Politicians can’t break free from our car culture

Your editorial “Road critics go unheard” (LTT 07 March) asks why, when so many professional bodies and academics question renewed interest in increasing inter-urban road capacity, “…if their arguments are so sound, why do ministers not seem to be listening?”.

During my career as a transport professional (and I guess of just about everybody reading LTT) there have been many well-argued reasons put forward for reducing dependence on car use and associated modes such as road freight.

The shorter list of motor traffic exacerbated problems includes congestion, emissions (whether noxious, noise, or greenhouse gas varieties), destruction of rural and urban environments through road building, dependence on the vagaries of oil production, danger to other road users, loss of local community, reduction of children’s independent mobility, health disbenefits for those not engaged in ‘active travel’, the massive costs of road building and subsidy to the motor manufacturing industry etc, etc. There is a long list of criticisms of contemporary car culture and the institutions that back it up.

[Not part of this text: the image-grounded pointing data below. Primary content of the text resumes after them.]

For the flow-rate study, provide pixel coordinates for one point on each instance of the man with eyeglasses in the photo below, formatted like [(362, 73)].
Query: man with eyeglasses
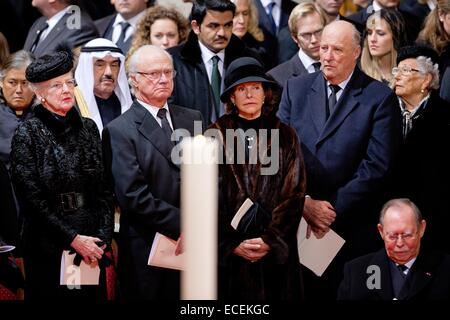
[(403, 270), (138, 148), (103, 92), (306, 23)]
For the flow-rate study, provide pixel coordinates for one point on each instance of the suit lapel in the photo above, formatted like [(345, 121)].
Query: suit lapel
[(381, 259), (347, 102), (316, 99), (297, 66), (422, 273), (151, 130), (55, 33)]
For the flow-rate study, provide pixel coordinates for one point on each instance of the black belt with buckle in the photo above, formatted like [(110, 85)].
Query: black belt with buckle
[(72, 201)]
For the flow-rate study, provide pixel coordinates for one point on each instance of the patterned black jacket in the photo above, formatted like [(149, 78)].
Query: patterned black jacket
[(57, 171)]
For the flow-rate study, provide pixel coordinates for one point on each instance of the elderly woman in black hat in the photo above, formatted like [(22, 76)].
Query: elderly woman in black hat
[(57, 171), (258, 259), (424, 174)]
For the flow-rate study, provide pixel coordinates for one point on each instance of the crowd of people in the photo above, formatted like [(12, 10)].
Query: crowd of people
[(354, 106)]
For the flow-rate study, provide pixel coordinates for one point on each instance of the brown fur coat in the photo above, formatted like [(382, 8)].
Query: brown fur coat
[(276, 276)]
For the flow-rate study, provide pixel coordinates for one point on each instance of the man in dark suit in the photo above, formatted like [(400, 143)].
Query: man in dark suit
[(120, 26), (402, 270), (306, 23), (349, 126), (413, 23), (201, 61), (147, 182), (273, 16), (60, 22)]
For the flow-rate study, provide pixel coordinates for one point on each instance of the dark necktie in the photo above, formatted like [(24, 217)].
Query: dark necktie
[(402, 268), (316, 66), (121, 42), (332, 98), (215, 84), (273, 25), (164, 122), (38, 37)]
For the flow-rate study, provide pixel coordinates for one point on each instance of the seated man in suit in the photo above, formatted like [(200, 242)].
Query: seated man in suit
[(60, 22), (120, 26), (138, 149), (306, 23), (102, 81), (402, 270)]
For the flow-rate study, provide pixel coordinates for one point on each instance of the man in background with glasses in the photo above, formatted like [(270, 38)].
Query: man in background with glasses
[(138, 149), (306, 23), (402, 270)]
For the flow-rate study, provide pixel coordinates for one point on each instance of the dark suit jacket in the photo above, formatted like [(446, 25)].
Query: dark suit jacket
[(289, 69), (192, 88), (270, 39), (424, 173), (61, 33), (428, 279), (349, 159), (147, 187)]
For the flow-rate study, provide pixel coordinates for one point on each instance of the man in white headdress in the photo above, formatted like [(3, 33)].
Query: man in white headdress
[(102, 82)]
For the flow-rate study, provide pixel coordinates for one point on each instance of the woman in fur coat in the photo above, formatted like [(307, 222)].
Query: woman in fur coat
[(258, 260)]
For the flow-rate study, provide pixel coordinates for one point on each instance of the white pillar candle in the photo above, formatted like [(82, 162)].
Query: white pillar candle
[(199, 189)]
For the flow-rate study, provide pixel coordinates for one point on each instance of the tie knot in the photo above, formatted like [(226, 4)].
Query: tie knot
[(162, 113), (334, 88), (124, 25), (215, 60), (316, 66)]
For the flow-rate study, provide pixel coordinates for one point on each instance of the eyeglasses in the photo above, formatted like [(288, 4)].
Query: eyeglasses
[(307, 35), (12, 83), (70, 84), (404, 70), (393, 237), (156, 75)]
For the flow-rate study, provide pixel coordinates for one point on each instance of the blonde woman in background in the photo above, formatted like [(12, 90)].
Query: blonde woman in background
[(161, 26), (436, 32), (385, 34), (245, 26)]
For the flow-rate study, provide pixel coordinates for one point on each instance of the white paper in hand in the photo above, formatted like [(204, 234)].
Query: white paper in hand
[(163, 255), (240, 213), (71, 275), (317, 254)]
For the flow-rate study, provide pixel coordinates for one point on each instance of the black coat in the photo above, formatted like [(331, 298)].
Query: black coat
[(147, 187), (277, 275), (428, 279), (424, 174), (51, 158), (192, 88)]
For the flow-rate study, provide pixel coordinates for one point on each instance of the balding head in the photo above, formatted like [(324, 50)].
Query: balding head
[(339, 51)]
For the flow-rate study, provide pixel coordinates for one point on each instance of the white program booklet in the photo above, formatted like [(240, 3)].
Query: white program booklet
[(163, 255), (240, 213), (317, 254), (72, 275)]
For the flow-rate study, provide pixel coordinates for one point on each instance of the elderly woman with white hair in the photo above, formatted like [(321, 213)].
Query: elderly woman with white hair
[(423, 172)]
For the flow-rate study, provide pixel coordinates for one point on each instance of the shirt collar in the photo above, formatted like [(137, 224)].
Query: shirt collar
[(208, 54), (344, 83), (55, 19), (417, 109), (132, 21), (305, 59)]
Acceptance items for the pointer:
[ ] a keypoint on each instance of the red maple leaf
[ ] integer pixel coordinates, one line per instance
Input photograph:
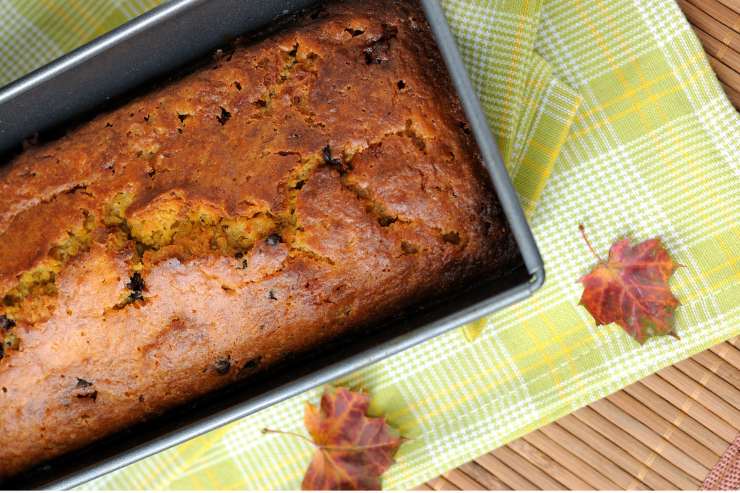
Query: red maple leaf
(631, 288)
(353, 449)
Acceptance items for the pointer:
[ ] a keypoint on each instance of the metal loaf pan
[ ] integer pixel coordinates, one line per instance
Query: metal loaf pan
(156, 44)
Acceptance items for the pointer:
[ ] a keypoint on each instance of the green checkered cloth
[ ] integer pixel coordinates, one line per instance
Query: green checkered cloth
(616, 99)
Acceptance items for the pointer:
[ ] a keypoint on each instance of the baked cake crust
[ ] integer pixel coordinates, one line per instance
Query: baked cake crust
(296, 187)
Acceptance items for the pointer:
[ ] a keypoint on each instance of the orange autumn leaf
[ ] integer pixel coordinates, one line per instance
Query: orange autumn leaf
(353, 450)
(631, 288)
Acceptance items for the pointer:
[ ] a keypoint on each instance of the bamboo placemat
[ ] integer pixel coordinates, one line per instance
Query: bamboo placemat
(664, 432)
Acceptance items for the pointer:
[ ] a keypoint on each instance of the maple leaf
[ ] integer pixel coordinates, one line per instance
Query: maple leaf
(631, 288)
(353, 449)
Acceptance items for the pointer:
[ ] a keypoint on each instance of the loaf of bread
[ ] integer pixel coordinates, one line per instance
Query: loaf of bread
(300, 185)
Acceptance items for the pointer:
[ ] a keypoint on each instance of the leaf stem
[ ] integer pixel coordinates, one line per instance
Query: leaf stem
(582, 229)
(280, 432)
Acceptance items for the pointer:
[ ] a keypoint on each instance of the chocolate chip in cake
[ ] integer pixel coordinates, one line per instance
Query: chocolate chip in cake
(354, 32)
(136, 282)
(273, 239)
(223, 365)
(6, 323)
(224, 116)
(88, 395)
(452, 237)
(386, 221)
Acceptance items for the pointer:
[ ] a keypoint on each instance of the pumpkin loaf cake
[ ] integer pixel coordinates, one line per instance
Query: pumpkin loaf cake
(295, 187)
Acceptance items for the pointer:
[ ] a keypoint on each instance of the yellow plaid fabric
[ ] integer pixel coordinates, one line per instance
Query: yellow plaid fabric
(614, 101)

Yet successive governments have resolutely persisted with ‘predict-and-provide’ and business as usual whatever the warnings of all manner of concerned professionals and academics.

To give just one example of the fanatic commitment towards increased motorisation: the last decade or so has seen median earners priced out of property ownership in the South East, and massive increase in costs for those renting. There are also all sorts of other well publicised costs of living have risen. Yet, despite there being little chance of these costs significantly declining, and the cost of motoring lower than it was a when New Labour last came to power, the last Opposition transport spokesperson voiced a commitment towards even cheaper motoring!

We are in the grip of a car culture which not only assumes increased car dependency as given, but excludes any significant attempts to have a real alternative. This not just due to the power of the motor manufacturers, or even the oil companies (are they likely to support a world with less fuel burned?) but a deeper cultural issue. Essentially, unless the sense of entitlement assumed by motorists is properly questioned, no real progress on road building or anything else can be expected.

Transport professionals are kidding themselves if they base their arguments on belief systems like cost-benefit analysis which underpin the system we now have. And they are kidding themselves if indeed they think that any form of argument will work which sidesteps fundamental features of car culture. Until they become car culture sceptics, it will be business as usual.